The average flow velocity obtained by PIV measurement was in good agreement with the analytical results of SPIRAL (finite element mesh code) over 6 s in the flow direction and the lateral direction (which was normalized by the Vm-averaged cross-section flow rate) near the wire.

Fuel pins are generally densely arranged in equilateral triangles in the fuel subassemblies of sodium-cooled fast reactors. The spiral wire spacers are adopted to maintain gaps in the fuel pins and to ensure cooling because they can be relatively flexible to deformation of fuel pins caused by neutron irradiation. However, the coolant flow path between the fuel pins might become a narrow, complex shape due to the installation of the wire spacer. Then, the fuel pin could be damaged if a mismatch between the output and the flow rate occurred by some event such as deformation of the coolant flow path for the high burn-up. To evaluate the structural integrity of the fuel pins, it is important to clarify the flow field in this narrow and complex flow path. However, no techniques have been developed for visualizing such a narrow and complex area to obtain the verification data of the analysis codes in past studies.

The flow field was measured by particle image velocimetry (PIV) in the subchannel around the wrapping wire of the three-pin bundle water model (Fig.7-8(a)), which simulated the simplest system of the fuel pins (Fig.7-8(b)) in this study.

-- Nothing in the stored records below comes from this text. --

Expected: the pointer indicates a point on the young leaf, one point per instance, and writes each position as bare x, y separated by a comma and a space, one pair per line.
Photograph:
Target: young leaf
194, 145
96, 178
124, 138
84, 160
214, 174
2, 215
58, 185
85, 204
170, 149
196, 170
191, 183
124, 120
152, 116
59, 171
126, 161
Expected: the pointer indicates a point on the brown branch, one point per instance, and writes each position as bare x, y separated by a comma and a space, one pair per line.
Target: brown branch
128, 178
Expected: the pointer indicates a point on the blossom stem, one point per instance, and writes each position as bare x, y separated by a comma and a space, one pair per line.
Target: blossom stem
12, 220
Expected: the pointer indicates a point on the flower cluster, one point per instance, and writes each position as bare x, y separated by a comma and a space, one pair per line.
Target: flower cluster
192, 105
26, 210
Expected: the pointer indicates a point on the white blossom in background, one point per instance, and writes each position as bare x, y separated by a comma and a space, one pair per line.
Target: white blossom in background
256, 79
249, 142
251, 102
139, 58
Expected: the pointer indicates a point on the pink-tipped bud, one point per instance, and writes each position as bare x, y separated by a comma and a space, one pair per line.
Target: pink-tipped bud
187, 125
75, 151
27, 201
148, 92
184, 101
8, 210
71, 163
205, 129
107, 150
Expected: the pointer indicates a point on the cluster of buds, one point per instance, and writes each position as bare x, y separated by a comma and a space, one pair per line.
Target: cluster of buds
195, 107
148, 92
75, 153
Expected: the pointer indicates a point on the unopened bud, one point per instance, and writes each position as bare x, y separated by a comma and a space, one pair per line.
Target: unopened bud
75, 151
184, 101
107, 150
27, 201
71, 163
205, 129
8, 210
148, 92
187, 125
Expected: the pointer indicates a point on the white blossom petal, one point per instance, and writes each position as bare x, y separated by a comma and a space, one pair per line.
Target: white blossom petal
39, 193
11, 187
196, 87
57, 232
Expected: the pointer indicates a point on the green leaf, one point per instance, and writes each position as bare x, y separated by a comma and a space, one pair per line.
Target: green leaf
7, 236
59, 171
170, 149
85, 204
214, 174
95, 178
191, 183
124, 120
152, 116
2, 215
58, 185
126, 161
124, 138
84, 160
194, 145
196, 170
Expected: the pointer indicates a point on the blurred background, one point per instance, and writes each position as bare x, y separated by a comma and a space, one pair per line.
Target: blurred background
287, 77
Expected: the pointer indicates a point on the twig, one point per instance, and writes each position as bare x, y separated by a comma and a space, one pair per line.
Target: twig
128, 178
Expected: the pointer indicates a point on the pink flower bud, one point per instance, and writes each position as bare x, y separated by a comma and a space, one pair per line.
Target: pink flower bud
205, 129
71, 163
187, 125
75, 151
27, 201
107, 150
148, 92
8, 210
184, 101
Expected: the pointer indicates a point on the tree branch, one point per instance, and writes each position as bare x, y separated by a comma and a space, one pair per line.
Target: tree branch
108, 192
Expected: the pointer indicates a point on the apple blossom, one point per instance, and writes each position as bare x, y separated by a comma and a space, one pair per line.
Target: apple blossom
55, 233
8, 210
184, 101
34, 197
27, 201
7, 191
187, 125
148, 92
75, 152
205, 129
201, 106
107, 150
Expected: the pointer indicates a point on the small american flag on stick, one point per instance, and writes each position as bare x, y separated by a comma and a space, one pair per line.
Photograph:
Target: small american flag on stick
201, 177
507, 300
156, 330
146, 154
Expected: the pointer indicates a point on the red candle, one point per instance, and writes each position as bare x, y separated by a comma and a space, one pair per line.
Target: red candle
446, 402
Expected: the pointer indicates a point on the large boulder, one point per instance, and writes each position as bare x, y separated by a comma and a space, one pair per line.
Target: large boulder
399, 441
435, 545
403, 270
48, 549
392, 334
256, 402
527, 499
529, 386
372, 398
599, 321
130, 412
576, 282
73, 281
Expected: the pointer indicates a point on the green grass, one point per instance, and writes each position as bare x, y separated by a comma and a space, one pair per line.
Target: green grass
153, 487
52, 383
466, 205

The test section comprised an irregular hexagonal acrylic duct tube and fluoropolymer resin pins that had nearly the same refractive index as that of water and had a high light-transmission rate. This refractive index matching enabled us to visualize the inner subchannel through the outer pins with a high degree of accuracy.

As a result, two types of characterized flow field data (the flow velocity distribution and fluctuation intensity) were successfully obtained. One is a relatively stable spiral flow around the pin and the other is a disordered swirl flow around the wire. As an example, the experimental (Fig.7-9(c)) and analytical results obtained by SPIRAL (a finite element analysis code) (Fig.7-9(d)) for the flow velocity distribution near the wire wound on the C-Pin are compared. The two results are in good agreement, and are hence considered to have verified the efficacy of this code.

Verification and validation (V&V) research has focused on the development of a safety assessment analysis code for nuclear power facilities, especially in recent years. Standardization of V&V has been underway in Japan and overseas.

In this way, the results of this study contribute to the promotion of fast reactor development by helping to validate analysis codes as basic technology and to the establishment of a standard for V&V.